From mboxrd@z Thu Jan  1 00:00:00 1970
Return-Path: <linux-kernel-owner+willy=40w.ods.org-S964987AbVKIBvg@vger.kernel.org>
Received: (majordomo@vger.kernel.org) by vger.kernel.org via listexpand
	id S964987AbVKIBvg (ORCPT <rfc822;willy@w.ods.org>);
	Tue, 8 Nov 2005 20:51:36 -0500
Received: (majordomo@vger.kernel.org) by vger.kernel.org id S965156AbVKIBvg
	(ORCPT <rfc822;linux-kernel-outgoing>);
	Tue, 8 Nov 2005 20:51:36 -0500
Received: from gate.crashing.org ([63.228.1.57]:42909 "EHLO gate.crashing.org")
	by vger.kernel.org with ESMTP id S964987AbVKIBvg (ORCPT
	<rfc822;linux-kernel@vger.kernel.org>);
	Tue, 8 Nov 2005 20:51:36 -0500
Subject: Re: Posssible bug in kernel/irq/handle.c
From: Benjamin Herrenschmidt <benh@kernel.crashing.org>
To: Linus Torvalds <torvalds@osdl.org>
Cc: Ingo Molnar <mingo@elte.hu>, Paul Mackerras <paulus@samba.org>,
       Linux Kernel list <linux-kernel@vger.kernel.org>
In-Reply-To: <Pine.LNX.4.64.0511081651320.3247@g5.osdl.org>
References: <1131496739.24637.12.camel@gaston>
	 <Pine.LNX.4.64.0511081651320.3247@g5.osdl.org>
Content-Type: text/plain
Date: Wed, 09 Nov 2005 12:50:21 +1100
Message-Id: <1131501021.24637.18.camel@gaston>
Mime-Version: 1.0
X-Mailer: Evolution 2.2.3 
Content-Transfer-Encoding: 7bit
Sender: linux-kernel-owner@vger.kernel.org
X-Mailing-List: linux-kernel@vger.kernel.org

On Tue, 2005-11-08 at 17:04 -0800, Linus Torvalds wrote:

> >  1) The interrupt will be stuck IN_PROGRESS. I don't see how IN_PROGRESS
> > can ever be cleared afterward
> 
> If desc->action is NULL, the flags are supposed to be cleared when we get 
> an action. See kernel/irq/manage.c: setup_irq(), and in particular the 
> case where we had no handler before (ie the "!shared" case).

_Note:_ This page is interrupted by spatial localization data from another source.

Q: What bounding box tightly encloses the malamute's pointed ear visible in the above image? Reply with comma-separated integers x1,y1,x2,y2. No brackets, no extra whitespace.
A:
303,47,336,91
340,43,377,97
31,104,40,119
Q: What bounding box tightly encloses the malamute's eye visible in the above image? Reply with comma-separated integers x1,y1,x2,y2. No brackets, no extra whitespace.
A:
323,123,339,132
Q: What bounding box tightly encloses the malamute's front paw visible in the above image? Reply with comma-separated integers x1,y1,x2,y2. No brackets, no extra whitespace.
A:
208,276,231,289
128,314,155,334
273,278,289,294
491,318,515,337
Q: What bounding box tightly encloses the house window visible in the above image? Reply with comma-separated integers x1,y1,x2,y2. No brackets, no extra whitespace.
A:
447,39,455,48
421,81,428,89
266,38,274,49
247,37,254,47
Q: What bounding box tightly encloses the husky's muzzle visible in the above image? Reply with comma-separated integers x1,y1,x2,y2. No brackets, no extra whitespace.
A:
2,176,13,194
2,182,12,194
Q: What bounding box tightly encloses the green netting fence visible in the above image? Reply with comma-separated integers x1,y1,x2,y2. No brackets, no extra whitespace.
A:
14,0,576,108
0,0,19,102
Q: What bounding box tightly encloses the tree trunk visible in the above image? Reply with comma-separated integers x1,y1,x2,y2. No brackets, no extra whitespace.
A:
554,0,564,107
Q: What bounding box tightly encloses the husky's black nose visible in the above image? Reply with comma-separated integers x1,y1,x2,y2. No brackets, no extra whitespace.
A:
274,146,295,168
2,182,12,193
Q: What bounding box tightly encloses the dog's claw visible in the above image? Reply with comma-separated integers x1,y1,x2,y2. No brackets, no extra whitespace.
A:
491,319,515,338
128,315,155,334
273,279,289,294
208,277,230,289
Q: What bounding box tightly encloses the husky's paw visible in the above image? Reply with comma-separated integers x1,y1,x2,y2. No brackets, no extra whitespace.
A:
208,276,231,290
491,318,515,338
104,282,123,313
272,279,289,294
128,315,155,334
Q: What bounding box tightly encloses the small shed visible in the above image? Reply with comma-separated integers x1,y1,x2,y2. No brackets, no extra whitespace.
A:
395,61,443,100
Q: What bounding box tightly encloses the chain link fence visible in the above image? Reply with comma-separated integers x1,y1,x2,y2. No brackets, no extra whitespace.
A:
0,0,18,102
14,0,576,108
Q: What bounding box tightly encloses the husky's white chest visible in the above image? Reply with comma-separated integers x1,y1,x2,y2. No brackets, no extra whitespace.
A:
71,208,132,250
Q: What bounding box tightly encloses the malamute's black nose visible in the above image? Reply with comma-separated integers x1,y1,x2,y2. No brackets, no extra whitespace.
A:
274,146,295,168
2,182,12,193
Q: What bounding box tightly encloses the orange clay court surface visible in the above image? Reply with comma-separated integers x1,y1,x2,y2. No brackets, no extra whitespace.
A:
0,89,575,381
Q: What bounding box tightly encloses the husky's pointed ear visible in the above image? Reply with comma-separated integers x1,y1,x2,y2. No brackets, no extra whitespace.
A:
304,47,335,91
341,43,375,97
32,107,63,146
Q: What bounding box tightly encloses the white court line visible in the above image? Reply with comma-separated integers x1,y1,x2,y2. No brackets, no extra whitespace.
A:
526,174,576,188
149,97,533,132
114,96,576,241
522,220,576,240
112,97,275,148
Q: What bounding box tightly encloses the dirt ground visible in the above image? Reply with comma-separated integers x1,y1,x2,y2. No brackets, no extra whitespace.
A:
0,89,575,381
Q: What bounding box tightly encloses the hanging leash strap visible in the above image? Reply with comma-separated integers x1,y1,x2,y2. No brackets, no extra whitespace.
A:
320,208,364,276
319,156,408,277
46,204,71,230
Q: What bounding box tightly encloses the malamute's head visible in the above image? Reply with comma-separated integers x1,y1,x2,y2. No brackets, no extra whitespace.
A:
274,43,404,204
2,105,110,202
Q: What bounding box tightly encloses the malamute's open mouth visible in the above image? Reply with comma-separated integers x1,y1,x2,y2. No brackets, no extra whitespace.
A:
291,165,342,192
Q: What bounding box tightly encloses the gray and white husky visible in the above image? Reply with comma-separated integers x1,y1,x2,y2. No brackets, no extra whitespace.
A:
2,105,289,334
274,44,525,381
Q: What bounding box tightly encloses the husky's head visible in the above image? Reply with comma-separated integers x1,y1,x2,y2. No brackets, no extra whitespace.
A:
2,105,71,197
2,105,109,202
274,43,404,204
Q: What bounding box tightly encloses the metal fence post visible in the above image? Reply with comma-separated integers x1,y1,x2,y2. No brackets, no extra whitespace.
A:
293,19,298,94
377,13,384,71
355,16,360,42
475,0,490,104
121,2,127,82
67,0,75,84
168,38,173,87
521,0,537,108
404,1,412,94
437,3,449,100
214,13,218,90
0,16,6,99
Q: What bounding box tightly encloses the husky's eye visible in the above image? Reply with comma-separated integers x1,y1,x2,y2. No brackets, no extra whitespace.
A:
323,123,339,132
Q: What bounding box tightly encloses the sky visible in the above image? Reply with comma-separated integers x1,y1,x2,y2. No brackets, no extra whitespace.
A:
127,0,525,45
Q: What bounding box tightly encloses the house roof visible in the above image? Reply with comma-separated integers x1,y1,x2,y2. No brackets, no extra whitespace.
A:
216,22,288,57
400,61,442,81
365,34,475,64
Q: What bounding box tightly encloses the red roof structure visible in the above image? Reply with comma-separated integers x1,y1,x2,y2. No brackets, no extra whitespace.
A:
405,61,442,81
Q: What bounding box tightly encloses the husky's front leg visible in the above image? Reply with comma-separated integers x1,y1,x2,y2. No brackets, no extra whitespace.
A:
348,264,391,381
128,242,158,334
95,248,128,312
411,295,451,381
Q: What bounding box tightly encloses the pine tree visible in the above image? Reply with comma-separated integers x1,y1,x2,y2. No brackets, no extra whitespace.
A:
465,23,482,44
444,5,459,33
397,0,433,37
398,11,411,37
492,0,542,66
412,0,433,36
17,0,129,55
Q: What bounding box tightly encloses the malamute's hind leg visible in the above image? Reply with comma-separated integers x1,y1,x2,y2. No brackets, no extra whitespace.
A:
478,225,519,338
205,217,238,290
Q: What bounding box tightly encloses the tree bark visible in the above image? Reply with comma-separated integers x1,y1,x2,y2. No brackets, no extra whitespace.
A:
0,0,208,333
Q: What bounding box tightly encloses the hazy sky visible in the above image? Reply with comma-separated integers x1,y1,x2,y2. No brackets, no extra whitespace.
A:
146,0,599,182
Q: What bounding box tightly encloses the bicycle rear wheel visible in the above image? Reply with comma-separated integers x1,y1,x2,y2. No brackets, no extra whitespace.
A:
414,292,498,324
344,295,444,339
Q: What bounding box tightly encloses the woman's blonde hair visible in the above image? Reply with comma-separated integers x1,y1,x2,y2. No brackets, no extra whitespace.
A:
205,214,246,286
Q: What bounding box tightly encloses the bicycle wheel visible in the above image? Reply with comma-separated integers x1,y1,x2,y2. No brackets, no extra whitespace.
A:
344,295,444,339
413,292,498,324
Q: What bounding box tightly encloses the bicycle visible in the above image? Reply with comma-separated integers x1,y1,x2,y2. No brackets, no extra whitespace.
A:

Yes, but in the meantime, the CPU will be stuck taking the same irq for
ever without ever going through note_interrupt().

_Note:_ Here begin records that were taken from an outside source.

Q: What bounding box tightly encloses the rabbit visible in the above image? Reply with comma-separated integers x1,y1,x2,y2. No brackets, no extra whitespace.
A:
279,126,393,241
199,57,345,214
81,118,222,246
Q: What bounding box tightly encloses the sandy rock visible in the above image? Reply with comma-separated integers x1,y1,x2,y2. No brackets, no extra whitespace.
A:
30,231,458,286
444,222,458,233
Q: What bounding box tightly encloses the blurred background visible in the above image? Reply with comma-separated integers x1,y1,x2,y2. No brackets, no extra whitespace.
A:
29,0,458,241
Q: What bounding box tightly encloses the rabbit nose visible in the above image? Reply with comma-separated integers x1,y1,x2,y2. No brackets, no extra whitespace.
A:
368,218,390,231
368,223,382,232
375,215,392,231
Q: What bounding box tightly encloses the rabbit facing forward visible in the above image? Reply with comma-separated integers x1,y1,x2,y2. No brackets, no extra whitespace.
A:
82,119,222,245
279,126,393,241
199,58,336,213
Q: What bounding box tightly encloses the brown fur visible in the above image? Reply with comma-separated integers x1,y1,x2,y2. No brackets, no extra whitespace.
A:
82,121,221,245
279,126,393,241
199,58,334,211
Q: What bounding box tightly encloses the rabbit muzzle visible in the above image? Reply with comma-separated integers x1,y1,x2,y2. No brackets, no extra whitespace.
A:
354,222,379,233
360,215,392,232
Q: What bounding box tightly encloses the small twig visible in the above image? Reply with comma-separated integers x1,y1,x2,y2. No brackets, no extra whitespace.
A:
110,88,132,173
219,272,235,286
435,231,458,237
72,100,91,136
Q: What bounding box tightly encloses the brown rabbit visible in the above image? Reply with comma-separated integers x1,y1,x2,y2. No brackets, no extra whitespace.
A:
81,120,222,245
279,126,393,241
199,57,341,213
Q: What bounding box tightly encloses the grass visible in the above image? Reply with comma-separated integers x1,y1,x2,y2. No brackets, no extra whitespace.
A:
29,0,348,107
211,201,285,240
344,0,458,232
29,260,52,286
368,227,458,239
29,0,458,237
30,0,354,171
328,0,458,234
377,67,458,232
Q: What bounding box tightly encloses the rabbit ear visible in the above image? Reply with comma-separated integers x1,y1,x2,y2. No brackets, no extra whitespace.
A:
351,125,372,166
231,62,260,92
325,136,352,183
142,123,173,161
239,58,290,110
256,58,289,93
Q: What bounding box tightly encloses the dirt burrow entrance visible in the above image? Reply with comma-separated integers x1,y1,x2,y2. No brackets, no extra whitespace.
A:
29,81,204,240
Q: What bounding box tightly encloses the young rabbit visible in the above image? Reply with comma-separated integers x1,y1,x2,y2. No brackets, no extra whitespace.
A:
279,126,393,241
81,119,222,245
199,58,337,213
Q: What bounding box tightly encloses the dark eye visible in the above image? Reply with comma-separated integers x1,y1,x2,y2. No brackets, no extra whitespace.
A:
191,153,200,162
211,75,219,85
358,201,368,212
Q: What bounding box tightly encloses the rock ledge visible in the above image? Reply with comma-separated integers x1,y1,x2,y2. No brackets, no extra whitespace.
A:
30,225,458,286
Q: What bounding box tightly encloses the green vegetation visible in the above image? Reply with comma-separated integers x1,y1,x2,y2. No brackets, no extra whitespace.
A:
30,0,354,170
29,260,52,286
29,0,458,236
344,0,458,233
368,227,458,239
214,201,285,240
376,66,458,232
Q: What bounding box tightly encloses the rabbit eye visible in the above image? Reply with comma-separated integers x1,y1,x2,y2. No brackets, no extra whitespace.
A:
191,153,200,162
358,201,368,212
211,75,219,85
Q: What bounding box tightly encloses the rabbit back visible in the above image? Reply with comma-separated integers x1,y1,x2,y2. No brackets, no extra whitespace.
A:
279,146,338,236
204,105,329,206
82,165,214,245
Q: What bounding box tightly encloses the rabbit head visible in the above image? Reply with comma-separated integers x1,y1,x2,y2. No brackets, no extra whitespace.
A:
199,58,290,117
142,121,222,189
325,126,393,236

> >  2) We won't go through the code in note_interrupt() that protects us
> > against a stuck interrupt, so if the interrupt is indeed stuck, we'll
> > just lockup the processor taking the same IRQ for ever (and not being
> > able to handle it, even if an action magically gets registered, due to
> > 1)
> 
> If the irq is stuck, you have serious problems with your interrupt 
> controller. By definition, the irq should be disabled since there are no 
> handlers for that interrupt.

Hrm... yah, it should... still, I find that a bit fragile.

> So I think the code is correct. It has certainly worked for years on x86 
> (and it got serious debugging, since we had some rather nasty and subtle 
> issues with edge-triggered APIC interrupts that just get lost if they are 
> disabled at the controller).

Well, we have a "funny" case with some pSeries... the firmware may
enable interrupts behind our back, and expects us to call a firmware
"try to handle that interrupt" kind of call when we get one we don't
handle. That is, either all the handlers returned IRQ_NONE or there is
no action. I'm not sure how to do that with the current code without
having our own __do_IRQ() which I'd rather avoid...

Ben.